In the opinion, the three-judge panel agreed with the D.C. Superior Court’s finding that the statements an AIPAC spokesman made to the Times and other organizations that the former employee did not follow the “standards” expected of AIPAC employees were not based on facts that could be verified and could not be proven false, which is required under defamation law.
In 2004, the U.S. Department of Justice began investigating Steve Rosen, then-director of foreign policy for AIPAC, and another employee for allegedly receiving classified information from a Department of Defense employee. The Times reported that Rosen and his colleague revealed classified information to Washington Post reporter Glenn Kessler, according to the opinion. Rosen was fired by AIPAC in March 2005, and indicted on espionage charges that August. The charges were later dismissed.

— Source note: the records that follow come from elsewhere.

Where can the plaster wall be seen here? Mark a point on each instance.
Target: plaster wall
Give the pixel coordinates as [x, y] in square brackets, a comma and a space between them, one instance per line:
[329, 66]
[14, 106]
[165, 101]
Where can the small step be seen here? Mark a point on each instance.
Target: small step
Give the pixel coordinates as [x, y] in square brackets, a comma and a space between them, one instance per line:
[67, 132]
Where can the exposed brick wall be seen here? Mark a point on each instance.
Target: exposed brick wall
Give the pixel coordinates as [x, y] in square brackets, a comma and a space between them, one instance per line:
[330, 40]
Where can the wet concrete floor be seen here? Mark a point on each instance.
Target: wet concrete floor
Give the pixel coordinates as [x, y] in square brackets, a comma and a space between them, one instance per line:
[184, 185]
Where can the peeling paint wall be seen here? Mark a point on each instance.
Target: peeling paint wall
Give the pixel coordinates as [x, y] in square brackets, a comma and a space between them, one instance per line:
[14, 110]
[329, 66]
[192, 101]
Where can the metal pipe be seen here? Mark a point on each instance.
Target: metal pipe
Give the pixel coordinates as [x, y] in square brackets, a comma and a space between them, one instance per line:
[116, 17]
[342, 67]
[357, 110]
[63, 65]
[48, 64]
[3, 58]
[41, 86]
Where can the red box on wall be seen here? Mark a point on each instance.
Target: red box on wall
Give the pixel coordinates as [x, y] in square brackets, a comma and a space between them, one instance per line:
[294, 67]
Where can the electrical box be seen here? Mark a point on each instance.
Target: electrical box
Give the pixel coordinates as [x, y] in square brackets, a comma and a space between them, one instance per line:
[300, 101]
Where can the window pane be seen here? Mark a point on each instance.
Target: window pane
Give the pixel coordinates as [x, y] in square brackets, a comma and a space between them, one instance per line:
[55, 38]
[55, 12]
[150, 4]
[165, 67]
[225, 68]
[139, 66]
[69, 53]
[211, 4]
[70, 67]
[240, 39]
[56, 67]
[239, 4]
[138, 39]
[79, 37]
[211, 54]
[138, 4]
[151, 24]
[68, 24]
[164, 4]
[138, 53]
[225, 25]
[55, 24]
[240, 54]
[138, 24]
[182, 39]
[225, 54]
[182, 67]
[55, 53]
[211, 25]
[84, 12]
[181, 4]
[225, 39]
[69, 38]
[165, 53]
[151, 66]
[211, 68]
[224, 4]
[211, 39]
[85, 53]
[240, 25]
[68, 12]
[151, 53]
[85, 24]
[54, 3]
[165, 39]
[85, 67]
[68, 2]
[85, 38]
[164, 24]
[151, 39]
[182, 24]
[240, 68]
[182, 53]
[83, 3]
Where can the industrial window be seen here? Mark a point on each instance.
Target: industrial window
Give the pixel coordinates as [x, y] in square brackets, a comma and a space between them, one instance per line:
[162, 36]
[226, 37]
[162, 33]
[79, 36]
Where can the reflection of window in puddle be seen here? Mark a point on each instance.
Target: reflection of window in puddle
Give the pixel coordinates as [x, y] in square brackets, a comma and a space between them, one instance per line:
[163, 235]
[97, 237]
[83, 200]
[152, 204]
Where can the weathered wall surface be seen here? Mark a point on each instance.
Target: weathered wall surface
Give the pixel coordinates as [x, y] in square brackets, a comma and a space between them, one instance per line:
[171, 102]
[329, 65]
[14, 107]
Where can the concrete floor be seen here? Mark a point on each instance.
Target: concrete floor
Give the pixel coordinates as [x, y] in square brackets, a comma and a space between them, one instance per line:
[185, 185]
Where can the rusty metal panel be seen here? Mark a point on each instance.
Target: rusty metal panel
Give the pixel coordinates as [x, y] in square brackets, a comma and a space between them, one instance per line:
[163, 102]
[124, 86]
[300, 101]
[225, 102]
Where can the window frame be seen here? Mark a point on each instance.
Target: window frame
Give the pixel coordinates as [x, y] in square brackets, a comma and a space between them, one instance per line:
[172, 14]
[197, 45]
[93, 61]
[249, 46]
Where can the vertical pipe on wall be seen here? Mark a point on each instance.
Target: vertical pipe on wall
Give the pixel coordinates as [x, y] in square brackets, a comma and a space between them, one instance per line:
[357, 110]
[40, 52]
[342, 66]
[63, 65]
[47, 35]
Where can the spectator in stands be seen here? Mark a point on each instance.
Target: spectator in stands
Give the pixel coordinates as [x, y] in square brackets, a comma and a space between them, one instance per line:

An AIPAC spokesman told the Times in 2005 and 2008 that Rosen was fired because his conduct went against what was expected of employees. Rosen filed a defamation lawsuit in 2009, but was limited to the 2008 statement, which said his behavior “did not comport with the standards that AIPAC expects of its employees,” according to the opinion. No action was taken regarding the 2005 statement made by the spokesman because the statute of limitations had run out, according to the court.

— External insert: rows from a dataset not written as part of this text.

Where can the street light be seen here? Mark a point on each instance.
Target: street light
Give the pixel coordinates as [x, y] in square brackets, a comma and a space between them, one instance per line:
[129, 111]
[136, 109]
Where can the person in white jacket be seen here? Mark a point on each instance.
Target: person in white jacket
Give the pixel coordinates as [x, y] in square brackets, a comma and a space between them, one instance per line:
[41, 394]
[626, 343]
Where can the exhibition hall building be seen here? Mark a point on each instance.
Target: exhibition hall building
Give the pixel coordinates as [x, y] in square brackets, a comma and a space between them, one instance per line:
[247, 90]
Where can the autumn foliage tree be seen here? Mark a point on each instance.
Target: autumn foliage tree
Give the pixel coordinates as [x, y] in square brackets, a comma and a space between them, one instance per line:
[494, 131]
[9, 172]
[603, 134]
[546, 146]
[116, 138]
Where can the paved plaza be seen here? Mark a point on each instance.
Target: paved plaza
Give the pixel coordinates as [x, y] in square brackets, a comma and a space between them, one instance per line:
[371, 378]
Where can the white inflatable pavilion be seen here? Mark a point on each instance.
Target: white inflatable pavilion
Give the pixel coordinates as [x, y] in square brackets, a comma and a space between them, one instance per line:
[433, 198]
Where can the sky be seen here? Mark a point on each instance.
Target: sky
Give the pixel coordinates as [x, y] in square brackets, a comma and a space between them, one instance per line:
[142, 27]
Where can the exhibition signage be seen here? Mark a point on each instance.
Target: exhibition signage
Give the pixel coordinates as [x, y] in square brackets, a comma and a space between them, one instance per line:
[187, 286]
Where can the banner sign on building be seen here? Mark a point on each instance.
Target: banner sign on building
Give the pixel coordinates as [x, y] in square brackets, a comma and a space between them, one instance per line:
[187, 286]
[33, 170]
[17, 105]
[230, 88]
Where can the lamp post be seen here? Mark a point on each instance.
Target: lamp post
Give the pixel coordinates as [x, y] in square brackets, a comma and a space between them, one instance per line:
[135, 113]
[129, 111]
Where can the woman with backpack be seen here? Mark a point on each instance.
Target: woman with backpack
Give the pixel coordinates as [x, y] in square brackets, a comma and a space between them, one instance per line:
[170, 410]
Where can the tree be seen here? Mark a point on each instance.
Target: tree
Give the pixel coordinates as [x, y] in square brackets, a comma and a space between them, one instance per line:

Rosen claimed the statement was false and defamatory because AIPAC had no written standards for employee behavior, particularly regarding handling of classified information. However, the court found that it was not clear that the “standards” referred to meant written standards.

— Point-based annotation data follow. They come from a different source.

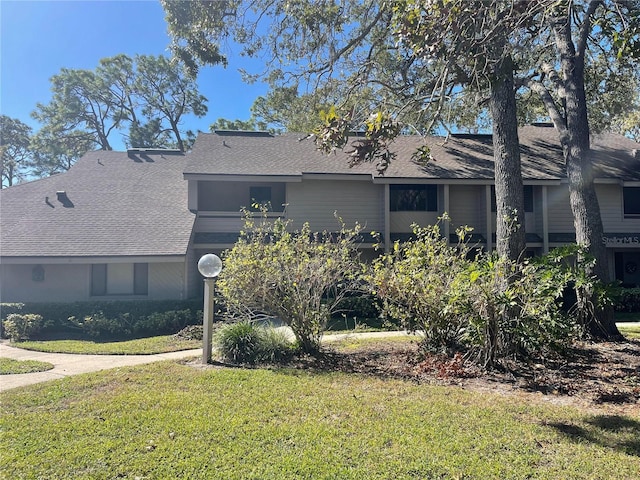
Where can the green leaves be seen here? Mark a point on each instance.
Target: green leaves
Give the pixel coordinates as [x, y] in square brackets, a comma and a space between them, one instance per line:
[299, 277]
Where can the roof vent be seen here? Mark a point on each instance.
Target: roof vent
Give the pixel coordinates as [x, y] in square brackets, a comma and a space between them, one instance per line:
[243, 133]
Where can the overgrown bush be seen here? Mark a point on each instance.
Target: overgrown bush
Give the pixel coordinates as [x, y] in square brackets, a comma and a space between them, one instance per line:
[19, 327]
[299, 277]
[245, 342]
[487, 306]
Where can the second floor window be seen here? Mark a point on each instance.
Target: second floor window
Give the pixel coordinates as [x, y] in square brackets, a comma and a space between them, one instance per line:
[413, 198]
[260, 196]
[631, 200]
[528, 198]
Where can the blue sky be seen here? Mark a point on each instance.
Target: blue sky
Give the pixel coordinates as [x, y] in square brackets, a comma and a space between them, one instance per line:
[38, 38]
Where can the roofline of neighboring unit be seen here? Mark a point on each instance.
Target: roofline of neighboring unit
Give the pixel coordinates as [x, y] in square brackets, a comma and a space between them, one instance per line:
[79, 259]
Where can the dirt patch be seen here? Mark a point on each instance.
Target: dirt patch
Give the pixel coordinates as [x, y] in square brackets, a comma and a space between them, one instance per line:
[592, 375]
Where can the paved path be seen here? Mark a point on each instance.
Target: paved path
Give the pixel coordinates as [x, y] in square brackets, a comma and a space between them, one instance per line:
[66, 364]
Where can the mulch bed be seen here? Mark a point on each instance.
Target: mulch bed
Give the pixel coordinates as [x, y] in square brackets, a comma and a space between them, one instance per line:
[592, 374]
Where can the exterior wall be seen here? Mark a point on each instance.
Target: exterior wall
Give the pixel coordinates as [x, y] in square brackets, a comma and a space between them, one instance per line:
[232, 196]
[166, 281]
[72, 283]
[400, 222]
[315, 201]
[612, 210]
[212, 222]
[467, 206]
[559, 209]
[62, 283]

“Rosen is correct about the absence of written standards,” the opinion read. “According to AIPAC’s Deputy Executive Director, Richard Lee Fishman, on deposition, AIPAC concedes there were no written standards for employee behavior at the time of the 2005 statement that AIPAC’s 2008 statement incorporates. According to Fishman, however, there was an unwritten, ‘assumed standard that people would obey the law. . . [w]ith regard to classified information or any other illegal activity.’”
AIPAC officials also testified that unwritten standards included following the advice of its lawyers and speaking with “total candor” to the organization, both of which Rosen had failed to follow. Rosen failed to follow the advice of the organization’s general counsel after he learned he was being investigated, and did not reveal the extent of his relationship with his alleged confidential source, a U.S. Department of Defense employee, according to the court.
“Whatever collection of unwritten ‘standards’ AIPAC may have had in 2005, each was too subjective, too amorphous, too susceptible of multiple interpretations … to make any of them susceptible to proof of particular, articulable content,” the opinion read. “And thus AIPAC’s ‘standards’ – a word of aggregation expressing an even higher level of generality – could have meant many things, none self-evident, and certainly none specifically directed at ‘receiving or handling classified information,’ Rosen’s central focus in bringing this lawsuit.”